Fundamentalmente, as suas angústias vão ao encontro de três dúvidas estruturais: a sobrevivência do segundo maior partido enquanto força capaz de ombrear com o primeiro, a capacidade de a economia nacional se aproximar (ou não) dos demais Estados-membros que sofreram a crise das dívidas soberanas, a sustentabilidade do Estado Social perante o brutal envelhecimento da população e a sua emigração qualificada.
Politicamente, dá-se o caso muito particular de o regime a que chamamos Terceira República enfrentar pela primeira vez um movimento frontalmente avesso à sua natureza constitucional ‒ o Chega ‒, mas que nem por sombras resume a insatisfação ou frustração no âmago do debate público atual. A República está hoje dividida entre uma direita crítica do regime político (que julga excessivamente socialista) e uma esquerda contestatária do modelo económico (que é incontestavelmente capitalista), quando ambas se acusam repetidamente do oposto.

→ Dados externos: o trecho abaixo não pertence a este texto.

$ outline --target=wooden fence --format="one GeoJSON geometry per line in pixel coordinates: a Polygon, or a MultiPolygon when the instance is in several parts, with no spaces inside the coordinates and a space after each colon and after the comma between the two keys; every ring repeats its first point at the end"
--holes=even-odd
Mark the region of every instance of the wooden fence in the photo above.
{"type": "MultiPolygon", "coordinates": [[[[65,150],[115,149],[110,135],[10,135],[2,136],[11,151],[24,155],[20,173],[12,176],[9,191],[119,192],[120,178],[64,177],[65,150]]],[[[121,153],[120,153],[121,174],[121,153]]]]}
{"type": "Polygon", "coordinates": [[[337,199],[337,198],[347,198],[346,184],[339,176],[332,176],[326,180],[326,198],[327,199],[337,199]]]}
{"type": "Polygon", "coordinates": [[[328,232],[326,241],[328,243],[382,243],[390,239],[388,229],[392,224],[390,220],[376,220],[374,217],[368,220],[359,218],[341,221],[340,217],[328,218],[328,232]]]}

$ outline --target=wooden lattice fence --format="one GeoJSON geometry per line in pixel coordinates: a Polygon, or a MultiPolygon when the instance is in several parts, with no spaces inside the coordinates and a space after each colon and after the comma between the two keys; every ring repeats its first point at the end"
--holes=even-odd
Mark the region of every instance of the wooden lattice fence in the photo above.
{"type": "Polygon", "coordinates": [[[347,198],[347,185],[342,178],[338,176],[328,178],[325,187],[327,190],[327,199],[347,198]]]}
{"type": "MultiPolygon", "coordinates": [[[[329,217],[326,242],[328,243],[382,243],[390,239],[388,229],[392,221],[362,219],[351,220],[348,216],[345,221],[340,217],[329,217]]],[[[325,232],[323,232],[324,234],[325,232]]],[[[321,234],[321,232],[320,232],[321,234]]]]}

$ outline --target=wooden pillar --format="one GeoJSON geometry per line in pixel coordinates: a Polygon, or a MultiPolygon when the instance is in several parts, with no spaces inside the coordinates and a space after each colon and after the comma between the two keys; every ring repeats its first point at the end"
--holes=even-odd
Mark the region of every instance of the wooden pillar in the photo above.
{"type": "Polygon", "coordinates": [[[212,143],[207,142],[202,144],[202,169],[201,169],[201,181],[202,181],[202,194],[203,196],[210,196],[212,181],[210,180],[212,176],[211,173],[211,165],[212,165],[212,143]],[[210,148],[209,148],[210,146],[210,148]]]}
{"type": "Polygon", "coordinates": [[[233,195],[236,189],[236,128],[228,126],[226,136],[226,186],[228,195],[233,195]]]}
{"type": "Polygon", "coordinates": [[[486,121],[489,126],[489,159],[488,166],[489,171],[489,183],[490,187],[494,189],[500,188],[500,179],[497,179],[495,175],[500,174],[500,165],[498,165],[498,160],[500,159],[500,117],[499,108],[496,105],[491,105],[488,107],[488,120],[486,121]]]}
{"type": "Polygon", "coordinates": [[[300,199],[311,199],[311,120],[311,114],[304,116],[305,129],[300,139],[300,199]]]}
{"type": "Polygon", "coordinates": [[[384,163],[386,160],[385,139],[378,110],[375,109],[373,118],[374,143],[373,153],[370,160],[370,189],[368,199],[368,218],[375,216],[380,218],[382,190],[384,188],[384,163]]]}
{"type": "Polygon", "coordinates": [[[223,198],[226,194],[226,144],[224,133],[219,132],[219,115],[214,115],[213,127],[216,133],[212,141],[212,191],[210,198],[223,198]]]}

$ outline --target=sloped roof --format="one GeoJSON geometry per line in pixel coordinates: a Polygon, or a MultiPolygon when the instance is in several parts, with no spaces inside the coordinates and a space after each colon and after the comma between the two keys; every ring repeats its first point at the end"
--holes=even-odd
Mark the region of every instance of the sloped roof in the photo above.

Se pensarmos bem, o Partido Socialista é o único integralmente ‒ e simultaneamente ‒ satisfeito com a dimensão política e socioeconómica do regime. E, por sinal, o único a ganhar maiorias absolutas no século XXI.
Para o restante século, e é esse o ponto de vista deste texto, não é certo que as fronteiras entre os que nos representam permaneçam as mesmas. Sendo provável que as suas crenças subsistam, é garantido que as suas circunstâncias se alterarão. Tal já está a acontecer, por mais desconfortável que seja para aqueles que vivem ‒ ou viviam ‒ de ser alternativas.

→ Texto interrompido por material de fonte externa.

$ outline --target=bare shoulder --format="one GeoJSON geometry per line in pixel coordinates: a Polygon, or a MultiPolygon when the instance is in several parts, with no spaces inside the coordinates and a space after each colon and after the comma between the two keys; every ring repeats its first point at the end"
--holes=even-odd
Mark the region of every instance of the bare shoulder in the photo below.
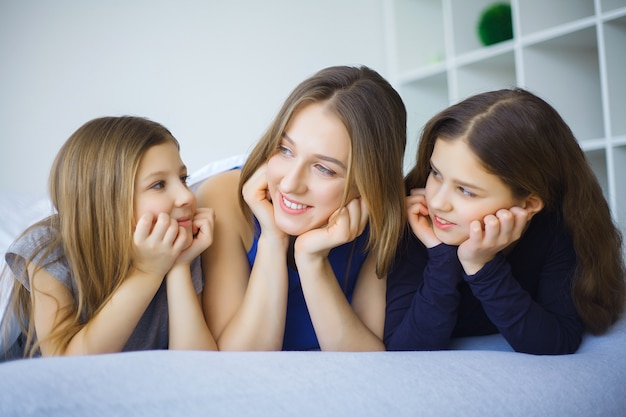
{"type": "Polygon", "coordinates": [[[224,201],[225,198],[234,198],[238,201],[240,176],[241,170],[233,169],[204,180],[196,191],[198,206],[212,207],[214,202],[224,201]]]}
{"type": "MultiPolygon", "coordinates": [[[[215,240],[238,236],[240,242],[250,240],[248,221],[239,203],[241,170],[233,169],[207,178],[196,191],[198,207],[210,207],[215,212],[215,240]]],[[[229,239],[228,239],[229,240],[229,239]]],[[[216,242],[219,243],[219,242],[216,242]]],[[[226,241],[223,242],[226,244],[226,241]]],[[[212,245],[217,249],[221,245],[212,245]]]]}

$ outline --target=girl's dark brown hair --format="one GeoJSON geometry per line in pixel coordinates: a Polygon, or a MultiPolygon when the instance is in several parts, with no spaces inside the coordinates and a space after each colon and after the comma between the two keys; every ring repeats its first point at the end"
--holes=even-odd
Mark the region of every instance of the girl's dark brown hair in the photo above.
{"type": "Polygon", "coordinates": [[[573,299],[589,331],[599,334],[624,309],[622,235],[572,131],[547,102],[523,89],[472,96],[424,127],[407,189],[422,188],[435,141],[464,140],[485,169],[516,197],[531,193],[564,220],[578,264],[573,299]]]}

Na localização do aeroporto, que o chefe de Governo e o líder da oposição confiaram a uma comissão técnica. Na privatização da TAP, que ambos defendem em uníssono. Na Saúde, em que tanto o ministro da Saúde como o PSD fazem juras de amor à “complementaridade” entre público e privado (que seriam próximas do sacrilégio nos tempos de Marta Temido). Na Justiça, com uma reação ao Ministério Público quase idêntica entre PS e PSD. Na Defesa, em que os investimentos para cumprir os 2% da NATO convidarão a um acordo ao longo da década. Nos Transportes, com João Galamba a admitir a abertura ao privado (!) nos carris da CP (!) para combater atrasos. E até no regresso às 35 horas no SNS dentro da dedicação exclusiva, como notou o Pedro Santos Guerreiro no CNN Townhall, os dois principais partidos estão silenciosamente ‒ cuidadosamente, involuntariamente ‒ mais próximos do que até com Rui Rio ao leme do PSD estiveram.

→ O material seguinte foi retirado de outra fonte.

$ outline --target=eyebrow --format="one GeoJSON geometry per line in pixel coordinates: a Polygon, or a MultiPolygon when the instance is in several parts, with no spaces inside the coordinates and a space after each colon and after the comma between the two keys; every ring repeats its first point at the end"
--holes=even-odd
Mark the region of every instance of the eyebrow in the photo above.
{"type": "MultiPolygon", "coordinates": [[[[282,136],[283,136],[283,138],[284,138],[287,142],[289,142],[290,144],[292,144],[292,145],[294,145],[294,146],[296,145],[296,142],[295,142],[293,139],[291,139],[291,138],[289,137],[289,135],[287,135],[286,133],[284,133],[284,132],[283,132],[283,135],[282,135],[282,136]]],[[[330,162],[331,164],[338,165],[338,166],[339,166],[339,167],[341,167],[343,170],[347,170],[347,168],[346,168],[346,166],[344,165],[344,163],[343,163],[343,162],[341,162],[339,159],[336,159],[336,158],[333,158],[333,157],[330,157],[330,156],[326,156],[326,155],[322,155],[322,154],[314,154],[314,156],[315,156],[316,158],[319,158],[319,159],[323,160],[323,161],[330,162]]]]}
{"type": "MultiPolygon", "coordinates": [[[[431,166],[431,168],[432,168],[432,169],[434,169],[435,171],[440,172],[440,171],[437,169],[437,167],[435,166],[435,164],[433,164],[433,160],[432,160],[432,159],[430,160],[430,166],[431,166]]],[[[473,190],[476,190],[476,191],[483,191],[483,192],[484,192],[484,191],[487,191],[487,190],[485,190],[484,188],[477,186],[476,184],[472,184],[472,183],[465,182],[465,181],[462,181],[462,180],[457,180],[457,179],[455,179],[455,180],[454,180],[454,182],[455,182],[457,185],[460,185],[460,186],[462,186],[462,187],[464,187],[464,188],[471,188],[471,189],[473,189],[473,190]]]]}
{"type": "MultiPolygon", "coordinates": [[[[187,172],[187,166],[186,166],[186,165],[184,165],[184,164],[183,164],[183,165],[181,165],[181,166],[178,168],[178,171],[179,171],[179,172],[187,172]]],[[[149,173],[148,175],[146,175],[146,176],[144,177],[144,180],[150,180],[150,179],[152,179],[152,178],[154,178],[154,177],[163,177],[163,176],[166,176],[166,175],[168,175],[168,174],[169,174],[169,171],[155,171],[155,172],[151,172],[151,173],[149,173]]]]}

Hoje, já não se trata de discordar em tudo menos nas “contas certas”. É mais do que isso e será ainda mais do que isso. Até ao final da legislatura viveremos nesse paradoxo: um incumbente em degradação acompanhado de uma crescente coincidência de posições entre poder e candidato a poder. Uma co-incidência, por assim dizer, para arriscar o neologismo.
Num ambiente de incerteza internacional, inflação duradoura e instabilidade financeira, a prudência será a regra e a moderação inevitável. Cada um dos que ambicionar governar terá mais em comum do que em diferendo, num longo ciclo de consenso a contragosto. É o tal paradoxo: uma concordância incómoda. As suas consequências, no que toca a quem ficar à margem, são imprevisíveis e um tanto perigosas. Uma aproximação entre os partidos fundadores abrirá novos espaços aos mais recentes ‒ e mais oportunistas.
O meu conselho é não negar nenhuma das realidades: a de que serão precisas soluções, e de que também elas criarão problemas.
A minha preocupação é assumir o evidente para lidar devidamente com ele: a pior polarização poderá vir de um consenso a que já não podemos fugir.